I have just finished reading Kevin Keegan by Ian Ridley and found the biography to be an interesting observation on one of my favourite people in football.
I read Keegan's autobiography when it was first published in 1997 and have since been keen to read more about him as his professional career has made many twists and turns since that time.
This book is a good enough accompaniment to the autobiography as Ridley has interviewed many of Keegan's allies and detractors to shape the character of Keegan. The cover claims that this is 'An intimate portrait of football's last romantic' and Ridley has done just that using names like Bobby Robson, Les Ferdinand and other notable others to add colour to the proverbial canvas.
There was one niggle I had with the artistic license that Ridley used in the chapter of Keegan's initial managerial departure from Newcastle.
The writer claimed that 'the prime minister, Tony Blair, paid tribute' to Keegan upon learning that the manager had left the club. I am in no way doubting Blair had something to say, only that he wasn't the prime minister at the time as Keegan had resigned months before Blair took office. It would have been just a point to make as saying the Labour leader and eventual Prime minister had offered words on the resignation.
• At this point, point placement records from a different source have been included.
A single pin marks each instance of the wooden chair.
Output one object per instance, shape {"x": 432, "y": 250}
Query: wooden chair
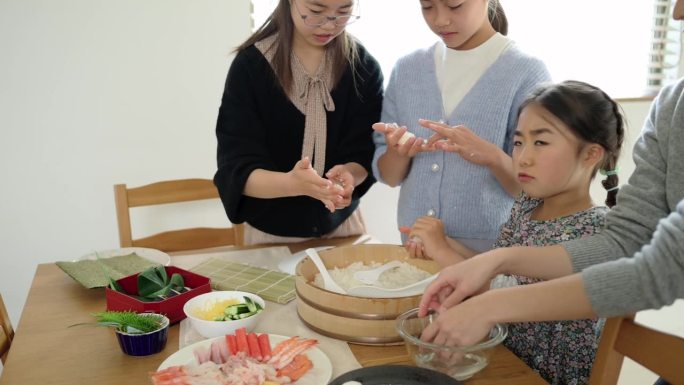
{"x": 173, "y": 191}
{"x": 659, "y": 352}
{"x": 6, "y": 331}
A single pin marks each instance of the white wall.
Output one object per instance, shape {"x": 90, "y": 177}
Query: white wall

I often dislike reading inaccuracies like this in books whether they are intended or not as it often leaves me to wonder whether there are other flaws in the book that I am not aware of.
It didn't cause me to totally disregard everything else that was in the book as most of it was moulded on the opinion and eyes of people who had observed and played a part in Keegan's career as player and manager.
Like I said, if you have followed Kevin Keegan's career and have read the 1997 autobiography, it's a good addition to the Keegan story to have this alongside it on the bookshelf.